Short Term Investments of Treasury Securities

How to save for your child’s future education

The 18-year clock starts ticking the moment your child is born.

A college degree, despite the rising cost of tuition, remains a major achievement in the modern economy. You are more likely to have a job and earn a decent salary the more education you receive.

Yet many aren’t preparing. Just 56 percent of parents are actively saving for their child’s education, according to Sallie Mae, and hold an average of only $18,135. That wouldn’t cover one year of tuition, fees, and room and board at an in-state public institution, according to College Board.

The outrageous price tag for higher education, coupled with a lack of parental savings and the economic benefit of actually going to college, has led to historic levels of student loans. Many graduates leave school with a yoke tied around their neck, pushing back their ability to buy a house and start a family.

UGMA and UTMA accounts

If your child doesn’t plan to attend college and therefore isn’t at risk of losing financial aid, UGMA and UTMA custodial accounts offer standard tax breaks for children under 18.

UGMA stands for the Uniform Gift to Minors Act. UTMA stands for Uniform Transfer to Minors Act.

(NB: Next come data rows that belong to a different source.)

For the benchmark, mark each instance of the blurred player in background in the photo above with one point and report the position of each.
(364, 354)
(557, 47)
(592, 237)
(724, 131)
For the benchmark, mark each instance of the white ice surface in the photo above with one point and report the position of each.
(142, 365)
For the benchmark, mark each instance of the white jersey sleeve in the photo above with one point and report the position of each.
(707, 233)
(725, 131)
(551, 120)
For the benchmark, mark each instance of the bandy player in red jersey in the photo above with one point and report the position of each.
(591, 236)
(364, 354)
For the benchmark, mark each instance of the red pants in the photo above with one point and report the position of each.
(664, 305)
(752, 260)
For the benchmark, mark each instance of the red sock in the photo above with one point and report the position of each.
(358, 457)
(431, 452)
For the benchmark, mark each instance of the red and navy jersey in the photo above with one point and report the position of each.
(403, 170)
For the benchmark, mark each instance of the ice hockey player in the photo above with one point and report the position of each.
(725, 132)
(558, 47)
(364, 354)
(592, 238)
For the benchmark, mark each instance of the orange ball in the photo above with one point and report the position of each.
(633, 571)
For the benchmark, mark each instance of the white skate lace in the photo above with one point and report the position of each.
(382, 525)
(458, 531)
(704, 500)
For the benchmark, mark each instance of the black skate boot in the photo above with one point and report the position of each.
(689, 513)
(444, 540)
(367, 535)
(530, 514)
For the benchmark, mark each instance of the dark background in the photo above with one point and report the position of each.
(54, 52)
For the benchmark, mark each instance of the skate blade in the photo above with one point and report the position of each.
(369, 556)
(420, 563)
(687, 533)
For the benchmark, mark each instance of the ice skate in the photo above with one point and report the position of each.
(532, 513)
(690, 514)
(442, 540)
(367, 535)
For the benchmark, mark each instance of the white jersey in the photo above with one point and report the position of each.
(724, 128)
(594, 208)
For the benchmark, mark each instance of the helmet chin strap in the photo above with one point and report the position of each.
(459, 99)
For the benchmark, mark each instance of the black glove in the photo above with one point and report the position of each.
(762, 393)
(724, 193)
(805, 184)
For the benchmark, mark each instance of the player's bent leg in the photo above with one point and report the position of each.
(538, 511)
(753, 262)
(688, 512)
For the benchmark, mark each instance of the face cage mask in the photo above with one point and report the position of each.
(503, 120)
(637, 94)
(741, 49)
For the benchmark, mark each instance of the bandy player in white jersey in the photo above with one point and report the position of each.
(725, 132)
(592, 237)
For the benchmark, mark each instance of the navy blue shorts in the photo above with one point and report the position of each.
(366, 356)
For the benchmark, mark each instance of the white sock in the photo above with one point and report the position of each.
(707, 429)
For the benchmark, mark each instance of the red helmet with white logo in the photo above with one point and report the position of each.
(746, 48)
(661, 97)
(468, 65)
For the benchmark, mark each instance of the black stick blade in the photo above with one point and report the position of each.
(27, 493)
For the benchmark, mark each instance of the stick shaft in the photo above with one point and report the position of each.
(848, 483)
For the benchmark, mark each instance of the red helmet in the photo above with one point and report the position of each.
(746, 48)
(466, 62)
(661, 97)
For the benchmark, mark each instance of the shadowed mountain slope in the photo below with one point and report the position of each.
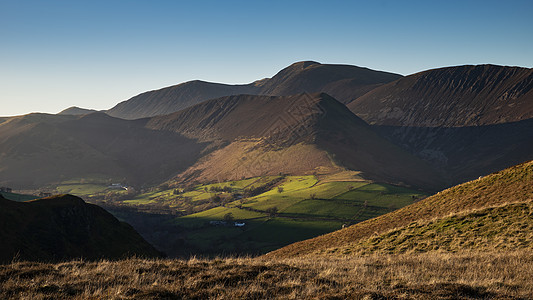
(39, 149)
(65, 227)
(74, 110)
(467, 120)
(512, 185)
(342, 81)
(264, 130)
(175, 98)
(451, 97)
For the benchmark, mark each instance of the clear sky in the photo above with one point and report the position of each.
(94, 54)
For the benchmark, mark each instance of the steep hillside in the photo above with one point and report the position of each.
(40, 149)
(513, 185)
(505, 227)
(300, 134)
(451, 97)
(342, 81)
(175, 98)
(467, 121)
(74, 110)
(65, 227)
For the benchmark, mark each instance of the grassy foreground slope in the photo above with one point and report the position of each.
(512, 185)
(420, 276)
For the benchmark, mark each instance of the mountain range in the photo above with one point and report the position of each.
(344, 82)
(428, 130)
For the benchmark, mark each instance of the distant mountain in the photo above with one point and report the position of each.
(467, 120)
(487, 213)
(74, 110)
(175, 98)
(451, 97)
(65, 227)
(300, 134)
(41, 149)
(343, 82)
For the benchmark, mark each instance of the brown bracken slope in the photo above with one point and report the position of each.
(514, 184)
(306, 131)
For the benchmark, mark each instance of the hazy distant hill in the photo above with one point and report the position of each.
(175, 98)
(343, 82)
(451, 97)
(74, 110)
(65, 227)
(300, 134)
(497, 205)
(39, 149)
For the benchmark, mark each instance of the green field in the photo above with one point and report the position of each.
(296, 208)
(276, 210)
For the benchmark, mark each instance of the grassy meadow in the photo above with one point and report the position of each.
(276, 210)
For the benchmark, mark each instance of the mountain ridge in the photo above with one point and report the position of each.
(345, 82)
(468, 95)
(65, 227)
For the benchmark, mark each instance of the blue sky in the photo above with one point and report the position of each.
(94, 54)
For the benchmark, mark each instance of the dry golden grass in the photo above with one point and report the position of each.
(505, 275)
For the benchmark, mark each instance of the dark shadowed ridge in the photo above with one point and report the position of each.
(74, 110)
(450, 97)
(316, 119)
(344, 82)
(65, 227)
(466, 120)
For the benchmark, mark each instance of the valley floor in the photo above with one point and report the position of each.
(436, 275)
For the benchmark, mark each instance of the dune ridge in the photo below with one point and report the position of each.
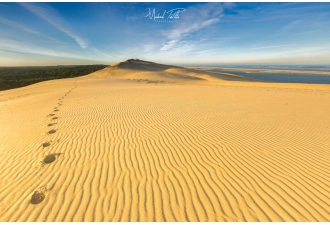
(120, 145)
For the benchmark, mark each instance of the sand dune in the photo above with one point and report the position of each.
(140, 141)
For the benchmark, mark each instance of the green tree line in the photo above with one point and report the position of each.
(14, 77)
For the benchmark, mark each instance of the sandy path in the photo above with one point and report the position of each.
(122, 150)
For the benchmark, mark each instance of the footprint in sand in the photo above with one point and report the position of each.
(51, 158)
(46, 144)
(39, 195)
(51, 131)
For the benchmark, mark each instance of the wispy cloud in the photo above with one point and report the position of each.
(290, 26)
(273, 46)
(51, 16)
(170, 44)
(16, 46)
(23, 27)
(106, 55)
(148, 48)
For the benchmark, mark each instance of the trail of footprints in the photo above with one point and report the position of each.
(41, 193)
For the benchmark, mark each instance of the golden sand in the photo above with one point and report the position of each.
(140, 141)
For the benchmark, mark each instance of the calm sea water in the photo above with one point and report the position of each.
(284, 78)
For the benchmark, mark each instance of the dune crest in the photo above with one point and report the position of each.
(141, 141)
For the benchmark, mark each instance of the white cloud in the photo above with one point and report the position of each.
(290, 26)
(22, 27)
(273, 46)
(7, 45)
(168, 45)
(106, 55)
(148, 48)
(50, 15)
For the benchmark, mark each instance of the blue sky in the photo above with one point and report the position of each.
(202, 33)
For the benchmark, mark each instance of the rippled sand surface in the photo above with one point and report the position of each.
(140, 141)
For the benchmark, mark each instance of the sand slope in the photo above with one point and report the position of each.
(137, 143)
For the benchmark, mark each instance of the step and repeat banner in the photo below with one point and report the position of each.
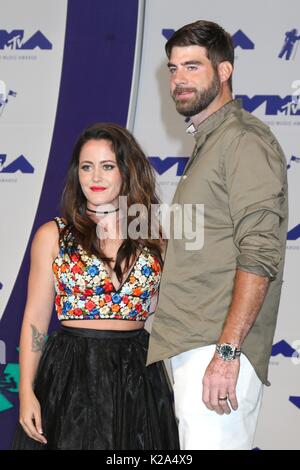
(67, 64)
(267, 79)
(64, 65)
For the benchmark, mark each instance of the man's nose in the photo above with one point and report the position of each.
(179, 77)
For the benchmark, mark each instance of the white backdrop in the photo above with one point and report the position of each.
(161, 131)
(27, 118)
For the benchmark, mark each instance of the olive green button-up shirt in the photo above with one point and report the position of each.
(238, 173)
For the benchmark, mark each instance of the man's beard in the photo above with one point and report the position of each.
(201, 100)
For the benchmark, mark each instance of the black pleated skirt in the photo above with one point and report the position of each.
(96, 393)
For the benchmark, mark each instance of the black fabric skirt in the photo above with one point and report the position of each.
(96, 393)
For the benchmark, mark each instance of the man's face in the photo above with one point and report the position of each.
(194, 82)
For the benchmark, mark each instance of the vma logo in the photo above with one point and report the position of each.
(19, 164)
(161, 165)
(239, 39)
(274, 104)
(15, 40)
(290, 45)
(4, 96)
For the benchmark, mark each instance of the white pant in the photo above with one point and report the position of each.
(201, 428)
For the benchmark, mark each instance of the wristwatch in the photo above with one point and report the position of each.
(227, 351)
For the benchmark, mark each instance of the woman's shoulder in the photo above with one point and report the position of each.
(47, 232)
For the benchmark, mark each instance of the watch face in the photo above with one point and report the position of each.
(227, 351)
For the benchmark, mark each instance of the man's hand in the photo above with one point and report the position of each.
(220, 380)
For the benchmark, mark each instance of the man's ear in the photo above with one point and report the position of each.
(225, 70)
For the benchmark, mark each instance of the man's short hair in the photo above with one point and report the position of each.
(214, 38)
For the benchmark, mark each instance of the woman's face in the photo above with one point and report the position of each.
(99, 174)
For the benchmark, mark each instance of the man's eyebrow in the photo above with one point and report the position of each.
(187, 62)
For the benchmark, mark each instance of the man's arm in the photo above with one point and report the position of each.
(221, 376)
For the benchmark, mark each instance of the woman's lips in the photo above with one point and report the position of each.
(97, 188)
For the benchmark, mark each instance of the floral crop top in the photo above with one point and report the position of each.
(84, 289)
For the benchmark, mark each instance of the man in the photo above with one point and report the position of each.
(218, 305)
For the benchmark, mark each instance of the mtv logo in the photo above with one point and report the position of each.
(161, 165)
(274, 104)
(19, 164)
(14, 40)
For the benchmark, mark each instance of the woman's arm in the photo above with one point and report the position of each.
(36, 320)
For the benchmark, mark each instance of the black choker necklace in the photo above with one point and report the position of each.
(102, 212)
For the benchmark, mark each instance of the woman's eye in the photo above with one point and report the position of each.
(86, 167)
(108, 167)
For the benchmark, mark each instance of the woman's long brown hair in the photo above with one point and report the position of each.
(138, 185)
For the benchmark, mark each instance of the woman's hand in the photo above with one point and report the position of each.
(30, 417)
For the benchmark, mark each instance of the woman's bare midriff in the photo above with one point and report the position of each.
(105, 324)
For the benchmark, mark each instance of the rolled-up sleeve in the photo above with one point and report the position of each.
(256, 185)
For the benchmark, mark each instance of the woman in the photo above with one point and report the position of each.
(87, 386)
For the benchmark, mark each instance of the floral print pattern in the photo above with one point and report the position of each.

In these accounts, the first $1,000 in gains is tax-free, the second $1,000 is taxed at the child’s income tax rate and the remainder is taxed at the parent’s income tax rate, according to the IRS. Plus, there are no restrictions on how the funds may be used as long as they directly benefit the child.

What are the disadvantages?

The downside of UGMA and UTMA accounts is that parents have less control over how the child eventually spends the money, says Michael Kay, CFP professional and president of Financial Life Focus, a financial planning firm in Livingston, New Jersey.

“If money is in a UTMA or a UGMA account, it becomes (the beneficiary’s) at the age of majority, which is 18 to 21, depending on the state,” he says. “There’s no legal way to prevent the child from using money that was intended for college or a house to go to Europe.”

That may be why these accounts are unpopular. Parents have less than $200 saved here, or about as much as they have in Bitcoin.